Pivotal, bred at the stud, was one of those. So was the first Classic winner in the Cheveley Park Stud colours, the 1,000 Guineas heroine of two years ago, Russian Rhythm. Now in foal to Pivotal, she was not a home-bred, but had been bought as a yearling for 440,000 guineas for her potential as a broodmare, with a racing career to be savoured en route to the paddocks. The same applies to Shanghai Lily, a first-crop daughter of King's Best who cost €300,000 at an Irish auction as a yearling.

But for inspired horse trading, it would be hard to top the purchase 18 years ago of Exclusive Order as a proven broodmare for $825,000. Her foals for Cheveley Park Stud have included the 1997 2,000 Guineas winner Entrepreneur, who was sold as a yearling to Michael Tabor for 600,000 guineas; and Exclusive, who ran third in the 1,000 Guineas, won the Coronation Stakes and produced as her first foal Chic, a candidate for top mile honours as a five-year-old this term, and as her third Echelon.

With none of the top juvenile fillies - the likes of Damson, Divine Proportions, and Playful Act - making the start this afternoon, the Guineas has an open look to it, and the field size has been exceeded only thrice in the past 50 years as the no-hopers gather for a go, but whether or not it proves sub-standard can be judged only in retrospect.

Shanghai Lily, winner of both her starts as a juvenile, can justify her purchase price and book her place in the élite Cheveley Park broodmare band in the future as a Classic heroine, give her trainer Sir Michael Stoute his third distaff Guineas after Musical Bliss 16 years ago and Russian Rhythm and rider Johnny Murtagh his first.
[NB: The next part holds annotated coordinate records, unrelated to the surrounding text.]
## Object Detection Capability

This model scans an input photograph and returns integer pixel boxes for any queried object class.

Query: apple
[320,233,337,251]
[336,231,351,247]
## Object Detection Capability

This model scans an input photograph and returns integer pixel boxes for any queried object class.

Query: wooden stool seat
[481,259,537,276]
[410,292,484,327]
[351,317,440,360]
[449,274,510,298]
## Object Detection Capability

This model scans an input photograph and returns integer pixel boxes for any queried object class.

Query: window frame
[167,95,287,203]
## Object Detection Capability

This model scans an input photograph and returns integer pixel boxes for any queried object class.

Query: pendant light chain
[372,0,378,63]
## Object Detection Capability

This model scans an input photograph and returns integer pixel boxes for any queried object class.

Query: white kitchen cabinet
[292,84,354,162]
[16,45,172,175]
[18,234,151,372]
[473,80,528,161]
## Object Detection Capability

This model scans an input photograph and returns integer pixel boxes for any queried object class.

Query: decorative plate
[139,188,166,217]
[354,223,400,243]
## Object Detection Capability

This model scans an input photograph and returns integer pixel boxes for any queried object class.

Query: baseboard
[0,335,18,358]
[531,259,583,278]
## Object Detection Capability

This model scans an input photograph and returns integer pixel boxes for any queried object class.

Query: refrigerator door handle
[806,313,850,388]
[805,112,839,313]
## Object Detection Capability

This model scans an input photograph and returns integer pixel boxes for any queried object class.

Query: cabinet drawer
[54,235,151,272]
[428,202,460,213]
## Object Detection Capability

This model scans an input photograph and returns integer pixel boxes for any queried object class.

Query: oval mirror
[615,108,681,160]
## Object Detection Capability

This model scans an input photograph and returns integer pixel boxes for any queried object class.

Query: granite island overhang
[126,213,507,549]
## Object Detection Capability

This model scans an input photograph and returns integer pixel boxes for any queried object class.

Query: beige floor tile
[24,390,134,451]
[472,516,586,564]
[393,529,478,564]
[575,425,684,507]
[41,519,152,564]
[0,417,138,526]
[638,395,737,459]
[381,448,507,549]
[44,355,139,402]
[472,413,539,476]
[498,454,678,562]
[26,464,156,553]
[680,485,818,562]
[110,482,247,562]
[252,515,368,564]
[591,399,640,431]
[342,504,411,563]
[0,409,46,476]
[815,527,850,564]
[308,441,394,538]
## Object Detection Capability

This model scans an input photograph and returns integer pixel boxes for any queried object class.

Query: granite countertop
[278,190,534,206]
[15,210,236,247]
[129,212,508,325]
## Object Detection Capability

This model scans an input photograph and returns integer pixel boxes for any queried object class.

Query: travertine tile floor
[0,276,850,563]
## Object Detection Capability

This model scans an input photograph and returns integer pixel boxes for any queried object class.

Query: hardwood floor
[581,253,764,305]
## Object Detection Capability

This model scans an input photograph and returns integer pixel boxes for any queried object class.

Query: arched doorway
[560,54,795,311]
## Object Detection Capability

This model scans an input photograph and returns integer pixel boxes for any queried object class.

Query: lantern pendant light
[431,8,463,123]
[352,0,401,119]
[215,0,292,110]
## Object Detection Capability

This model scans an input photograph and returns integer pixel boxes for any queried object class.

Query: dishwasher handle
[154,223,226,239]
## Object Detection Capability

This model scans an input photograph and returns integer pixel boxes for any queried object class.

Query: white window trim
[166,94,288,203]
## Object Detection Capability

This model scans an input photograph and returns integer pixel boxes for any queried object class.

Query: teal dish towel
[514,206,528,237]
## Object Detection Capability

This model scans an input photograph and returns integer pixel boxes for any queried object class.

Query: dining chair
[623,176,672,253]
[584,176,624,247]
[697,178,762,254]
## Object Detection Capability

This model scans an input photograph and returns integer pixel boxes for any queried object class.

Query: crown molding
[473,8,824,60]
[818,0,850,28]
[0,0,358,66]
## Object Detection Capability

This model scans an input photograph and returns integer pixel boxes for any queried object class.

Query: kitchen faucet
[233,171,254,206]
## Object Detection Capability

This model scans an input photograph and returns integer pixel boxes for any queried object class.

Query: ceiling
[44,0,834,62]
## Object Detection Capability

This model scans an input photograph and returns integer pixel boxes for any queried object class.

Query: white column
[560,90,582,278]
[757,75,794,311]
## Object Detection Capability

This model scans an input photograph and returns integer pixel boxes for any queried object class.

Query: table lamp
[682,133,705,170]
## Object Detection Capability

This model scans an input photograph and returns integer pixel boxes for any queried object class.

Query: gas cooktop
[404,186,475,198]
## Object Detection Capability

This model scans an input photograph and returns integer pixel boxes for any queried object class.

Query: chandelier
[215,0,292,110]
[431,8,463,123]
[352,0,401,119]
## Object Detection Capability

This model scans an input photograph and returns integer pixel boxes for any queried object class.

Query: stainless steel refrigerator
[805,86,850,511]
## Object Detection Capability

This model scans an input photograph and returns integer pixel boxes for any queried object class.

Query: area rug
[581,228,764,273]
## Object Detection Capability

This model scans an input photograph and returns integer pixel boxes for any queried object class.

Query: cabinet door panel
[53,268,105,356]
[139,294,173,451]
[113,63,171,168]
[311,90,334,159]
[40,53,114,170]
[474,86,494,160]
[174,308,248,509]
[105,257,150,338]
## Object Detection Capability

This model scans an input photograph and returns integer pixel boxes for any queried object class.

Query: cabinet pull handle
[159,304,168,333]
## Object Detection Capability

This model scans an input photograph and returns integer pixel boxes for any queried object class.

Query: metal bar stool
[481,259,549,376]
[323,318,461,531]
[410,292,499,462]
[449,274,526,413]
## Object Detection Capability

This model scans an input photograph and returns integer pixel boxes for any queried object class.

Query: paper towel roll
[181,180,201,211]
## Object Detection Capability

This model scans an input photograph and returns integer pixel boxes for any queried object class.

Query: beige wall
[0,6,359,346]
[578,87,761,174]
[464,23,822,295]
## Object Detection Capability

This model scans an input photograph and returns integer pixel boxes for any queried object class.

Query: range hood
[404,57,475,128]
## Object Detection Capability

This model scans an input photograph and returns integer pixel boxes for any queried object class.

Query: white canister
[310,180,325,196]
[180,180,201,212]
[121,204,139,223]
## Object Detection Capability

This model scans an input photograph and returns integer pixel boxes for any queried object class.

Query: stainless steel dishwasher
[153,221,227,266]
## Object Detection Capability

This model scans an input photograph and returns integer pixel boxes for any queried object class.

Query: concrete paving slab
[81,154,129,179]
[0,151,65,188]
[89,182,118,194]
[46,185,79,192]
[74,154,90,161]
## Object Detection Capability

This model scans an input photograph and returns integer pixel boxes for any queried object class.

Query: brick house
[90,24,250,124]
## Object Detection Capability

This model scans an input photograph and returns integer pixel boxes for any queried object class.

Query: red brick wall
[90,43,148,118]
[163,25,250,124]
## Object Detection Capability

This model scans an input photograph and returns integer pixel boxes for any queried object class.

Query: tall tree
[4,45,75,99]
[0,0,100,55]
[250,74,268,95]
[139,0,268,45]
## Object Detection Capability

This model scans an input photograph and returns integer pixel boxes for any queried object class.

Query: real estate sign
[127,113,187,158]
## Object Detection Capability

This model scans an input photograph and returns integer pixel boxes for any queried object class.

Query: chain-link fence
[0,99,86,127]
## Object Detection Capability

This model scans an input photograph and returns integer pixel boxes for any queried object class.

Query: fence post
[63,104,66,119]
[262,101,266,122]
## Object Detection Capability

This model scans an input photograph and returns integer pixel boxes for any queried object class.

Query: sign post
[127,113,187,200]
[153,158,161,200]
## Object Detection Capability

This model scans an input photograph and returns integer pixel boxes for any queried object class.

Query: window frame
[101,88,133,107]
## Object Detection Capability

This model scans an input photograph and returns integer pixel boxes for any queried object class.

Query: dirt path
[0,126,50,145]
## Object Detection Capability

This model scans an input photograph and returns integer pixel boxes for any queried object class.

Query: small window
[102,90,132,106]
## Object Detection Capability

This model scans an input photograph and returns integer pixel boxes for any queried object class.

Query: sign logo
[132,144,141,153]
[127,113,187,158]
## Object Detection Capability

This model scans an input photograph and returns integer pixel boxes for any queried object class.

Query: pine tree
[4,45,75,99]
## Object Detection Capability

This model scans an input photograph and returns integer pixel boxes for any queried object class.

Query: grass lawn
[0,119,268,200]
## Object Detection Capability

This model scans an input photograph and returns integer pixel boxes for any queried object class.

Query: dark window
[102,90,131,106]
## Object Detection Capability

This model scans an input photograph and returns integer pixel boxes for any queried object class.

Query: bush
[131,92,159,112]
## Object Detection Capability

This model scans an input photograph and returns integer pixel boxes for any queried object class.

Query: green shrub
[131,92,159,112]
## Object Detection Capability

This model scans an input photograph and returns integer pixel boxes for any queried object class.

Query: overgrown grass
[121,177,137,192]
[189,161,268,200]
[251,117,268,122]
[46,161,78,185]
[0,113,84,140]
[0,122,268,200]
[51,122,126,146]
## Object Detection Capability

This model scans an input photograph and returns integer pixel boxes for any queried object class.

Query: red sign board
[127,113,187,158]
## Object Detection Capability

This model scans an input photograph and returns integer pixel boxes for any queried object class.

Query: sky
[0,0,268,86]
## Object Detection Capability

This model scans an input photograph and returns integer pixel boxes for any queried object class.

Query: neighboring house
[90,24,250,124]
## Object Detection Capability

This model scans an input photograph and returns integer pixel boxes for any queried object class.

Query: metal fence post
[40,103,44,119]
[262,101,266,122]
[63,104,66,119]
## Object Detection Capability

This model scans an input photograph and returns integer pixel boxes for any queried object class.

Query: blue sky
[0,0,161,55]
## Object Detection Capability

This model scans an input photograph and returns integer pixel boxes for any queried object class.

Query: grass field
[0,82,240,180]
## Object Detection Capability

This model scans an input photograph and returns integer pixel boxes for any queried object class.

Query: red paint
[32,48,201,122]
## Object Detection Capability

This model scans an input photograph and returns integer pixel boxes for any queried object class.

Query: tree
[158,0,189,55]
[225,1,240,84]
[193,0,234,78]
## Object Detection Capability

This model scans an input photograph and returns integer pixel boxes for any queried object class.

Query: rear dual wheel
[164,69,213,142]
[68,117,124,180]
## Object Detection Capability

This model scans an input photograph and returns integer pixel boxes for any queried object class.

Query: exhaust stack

Maid's Causeway, as tough-minded as her sire Giant's Causeway, is another who has yet to appear in public this year but has reportedly strengthened markedly over the winter and her trainer Barry Hills has convinced her new American owners to leave her in this country. For an outsider, consider Sheikh Mohammed-owned, Michael Jarvis-trained Vista Bella, who did not run until this year but is improving daily.